Ulis Weg war direkt nach seiner Geburt 1957 vorgezeichnet: Frühesten Gesangsübungen im Treppenhaus (des schönen Halls wegen) folgten 1960 bis 1965 erste instrumentale Erfahrungen an Xylophon und Melodica. Dann kam der infektiöse Kontakt mit dem Rock’n’Roll: Deep Purple, Uriah Heep und Led Zeppelin führten zum unheilbaren Wunsch nach eigener musikalischer Aktivität.

Erwies sich die erste Band „Jamie” 1977 noch als Fünf-Monats-Fliege, so wurde „Challenger” ein Fünf-Jahres-Brummer; Uli übernahm hier bis 1983 erst die Lead Vocals und dann — man hat ja sonst nichts zu tun — auch noch die Sologitarre.

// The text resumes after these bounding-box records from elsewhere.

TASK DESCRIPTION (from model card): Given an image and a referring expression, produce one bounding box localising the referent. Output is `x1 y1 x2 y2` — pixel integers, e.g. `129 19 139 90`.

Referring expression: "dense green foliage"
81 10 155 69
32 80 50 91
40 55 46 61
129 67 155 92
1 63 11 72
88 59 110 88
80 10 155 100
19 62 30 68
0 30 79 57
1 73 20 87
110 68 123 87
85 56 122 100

Nur ein paar Wochen nach der Auflösung dieser Gelsenkirchener Hard-Rock-Band schnappte Uli sich das Mikrofon bei der Heavy-Metal-Gruppe „Lions Breed”, mit ihr wurde 1984 das Demotape „Neon City” und 1985 die LP „Damn The Night” eingespielt. Dann hatte es sich ausgespielt: Das Ende der Combo führte zu einer sechsjährigen Bühnenabstinenz, zwischen 1986 und 1992 tobte Uli sich im Duisburger „SC Sound Recording”-Studio aus und wirkte unter anderem an den Band- und Studioprojekten „Believer”, „Gambler” (CD: „Red On Blue”) und Sledge (CD: „Hot Legs”) mit.

Nach einem 1992er Intermezzo als Sänger bei seiner ersten Cover-Band „Bourbon Street” übernahm er 1993 den vakanten Posten des Frontmanns bei der „Deep Purple”-Coverband „Double P”. Die Band erspielt sich regional einen guten Namen und im Studio ein Live-Demo, danach war wegen der berühmten „internen Differenzen” erst mal Sendepause.

Uli gründete 1997 das Acoustic-Cover-Projekt „2 Unplugged”, dessen Repertoire auf einem Demo und einer CD dokumentiert sind. Seit 2003 ist Uli als Gastarbeiter in und um Frankfurt tätig, er vertritt bei Terminproblemen den Leadsänger der dort ansässigen „Deep Purple”-Coverband „Cheap Turtle”.

Zu Beginn des Jahres 2005 ging Uli dann ein unbefristetes Bündnis mit IN STANT ein.